Table 1: Clinical profile of asphyxiated babies
Variables n (%)
Male 51 (62.3)
Female 31 (37.7)
Inborn 56 (68.2)
Outborn 26 (31.7)
Normal vaginal delivery 54 (65.8)
Instrumental delivery 09 (10.9)
Cesarean section 19 (23.1)
Meconium stained fluid 28 (34.1)
Ventilator requirement 24 (29.3)
Term baby 65 (79.2)


In last decade, neonatal mortality rate in Nepal has decreased from 33 to 23 per thousand live births.[ 9 ] However, it has failed to meet the millennium development goal. Birth asphyxia is major cause of NICU admission and neonatal mortality.[ 4 ] Any decrease in asphyxia related events would significantly decrease the overall neonatal mortality. Recent advancements in neonatal care at delivery room and both invasive and non-invasive mechanical ventilations have revolutionized the outcome of asphyxiated newborns.
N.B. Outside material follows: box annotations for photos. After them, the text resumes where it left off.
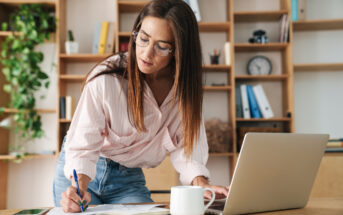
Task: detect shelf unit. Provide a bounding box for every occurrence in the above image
[233,0,294,160]
[0,0,59,209]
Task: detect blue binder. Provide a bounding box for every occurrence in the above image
[247,85,262,119]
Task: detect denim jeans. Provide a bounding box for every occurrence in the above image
[53,139,152,206]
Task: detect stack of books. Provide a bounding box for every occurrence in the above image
[326,138,343,152]
[92,21,115,54]
[236,84,274,119]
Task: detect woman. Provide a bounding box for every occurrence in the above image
[54,0,227,212]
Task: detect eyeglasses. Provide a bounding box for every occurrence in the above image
[132,31,173,57]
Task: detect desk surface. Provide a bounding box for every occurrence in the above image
[0,198,343,215]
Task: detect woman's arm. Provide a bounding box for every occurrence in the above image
[192,176,229,199]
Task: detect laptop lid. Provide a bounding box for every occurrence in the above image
[224,133,329,214]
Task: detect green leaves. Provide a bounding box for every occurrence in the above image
[0,4,56,140]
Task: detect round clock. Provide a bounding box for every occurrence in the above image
[247,55,272,75]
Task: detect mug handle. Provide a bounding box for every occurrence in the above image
[204,187,216,211]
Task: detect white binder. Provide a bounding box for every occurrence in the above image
[252,84,274,119]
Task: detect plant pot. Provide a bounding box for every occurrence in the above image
[65,41,79,54]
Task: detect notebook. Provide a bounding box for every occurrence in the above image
[206,133,329,215]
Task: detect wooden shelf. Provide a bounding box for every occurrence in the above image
[234,10,288,22]
[118,32,131,38]
[202,64,231,71]
[198,22,230,32]
[235,74,288,81]
[236,117,291,122]
[4,108,56,113]
[203,86,231,91]
[0,0,56,6]
[118,0,149,13]
[294,63,343,72]
[60,54,112,62]
[293,19,343,31]
[235,43,288,52]
[0,154,56,160]
[60,75,86,82]
[209,152,234,157]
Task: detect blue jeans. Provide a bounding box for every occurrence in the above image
[53,140,152,207]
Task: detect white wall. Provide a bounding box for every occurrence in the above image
[293,0,343,138]
[7,0,343,208]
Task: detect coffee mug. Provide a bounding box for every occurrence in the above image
[170,186,216,215]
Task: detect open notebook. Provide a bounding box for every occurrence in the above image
[47,204,169,215]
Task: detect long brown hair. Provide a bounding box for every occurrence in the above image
[86,0,203,157]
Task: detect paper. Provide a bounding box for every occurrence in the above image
[47,204,169,215]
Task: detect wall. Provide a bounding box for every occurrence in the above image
[293,0,343,138]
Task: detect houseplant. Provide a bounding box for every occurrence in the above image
[0,4,56,155]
In our study, 425 cases were admitted in NICU. Of those, 82 cases (19.25%) were of perinatal asphyxia, which is similar to the study carried out at Dhulikhel hospital in which total asphyxiated babies were 14% of the total NICU admission.[ 10 ] The rate of birth asphyxia in the present study was low in comparison to the study conducted by Daga AS et al. (27%) and Azam in Pakistan (48%).[ 11 , 12 ] Our study shows, male newborn ( n =51) were admitted more frequently than female newborn ( n =31). This may be because of the fact that male get more attention, in our region, and seek health services. This fact also explains the lower rate of asphyxiated babies admitted in NICU.

Asphyxia rate in this study was 28.4/1000 live births which was higher as compared to 5.4/1000 live births in the study conducted by Thornberg E. et al. but similar to 26.9/1000 live births in the study conducted in Dhulikhel hospital and a study from India which showed 22/1000 live births.[ 10 , 13 , 14 ] This reflects the similar rate in developing countries like Nepal and India.
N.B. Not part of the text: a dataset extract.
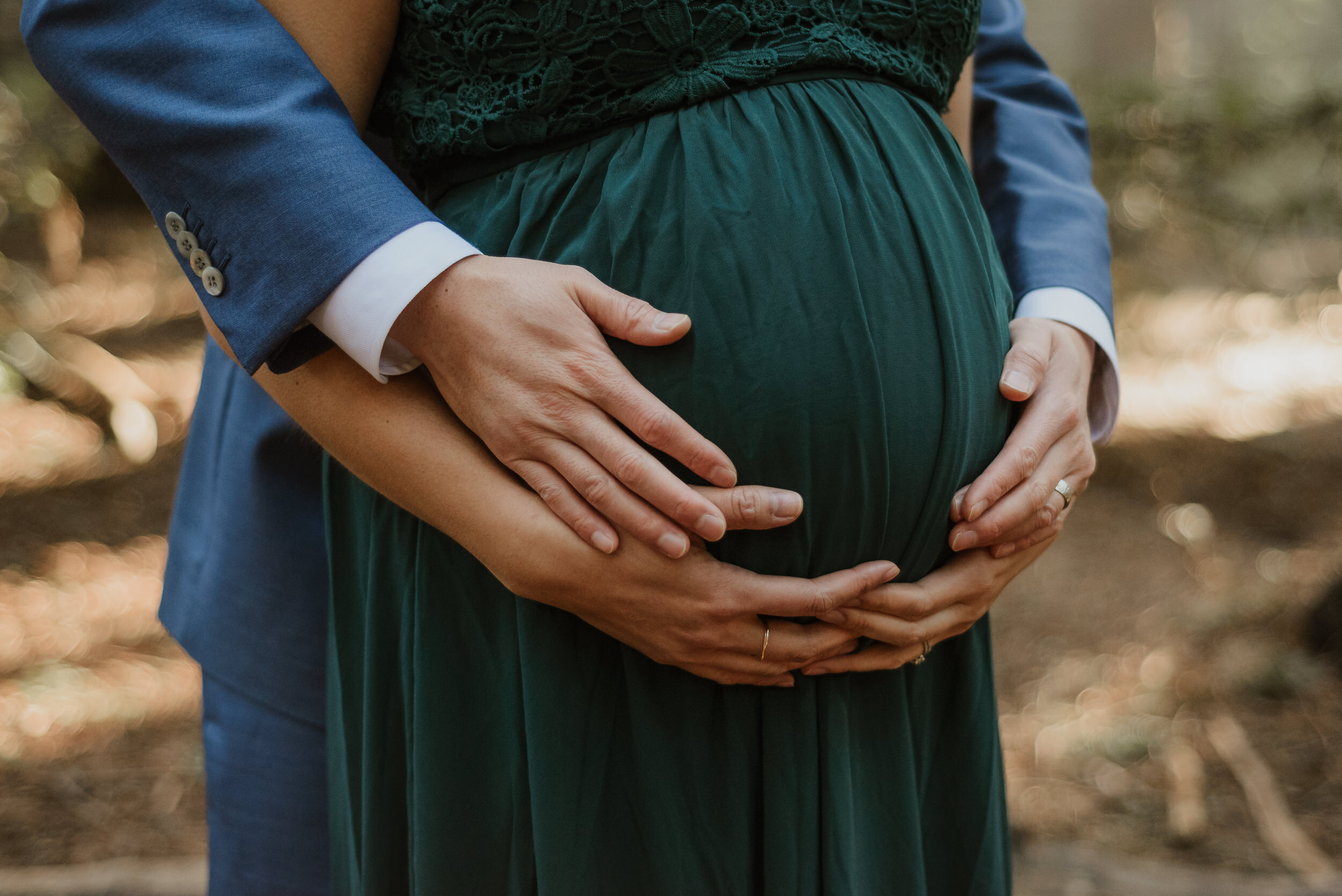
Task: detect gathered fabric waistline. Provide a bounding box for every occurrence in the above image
[423,68,906,208]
The majority of the babies were born via spontaneous vaginal deliveries. The major indications of cesarean section was fetal distress. Timely recognition and intervention with caesarean section could be helpful in decreasing Asphyxia related morbidity and mortality.

In our study, out of the total 82 cases, 47 cases developed HIE (57.31%). Twenty babies (24.39%) developed HIE stage I and one baby (5%) among them expired, 19 babies (23.17%) developed HIE stage II and two babies (10.52%) among them expired, and eight babies (9.75%) developed HIE stage III and six babies (75%) among them expired. Overall mortality in our study in case of birth asphyxia is 10.9% which was similar to the study done by Dongol S. and Etuk SJ.[ 10 , 15 ]


Despite advances in management of neonate, perinatal asphyxia is still the leading cause of NICU admission and mortality and morbidity. Further prospective and case control studies are required to develop strategies for the prevention and management of asphyxiated babies and also to minimize the neuro-developmental sequele.

Limitation of the study:

Lack of arterial blood gas (ABG) analysis, which is essential to define asphyxia, due to financial problem and technical difficulty.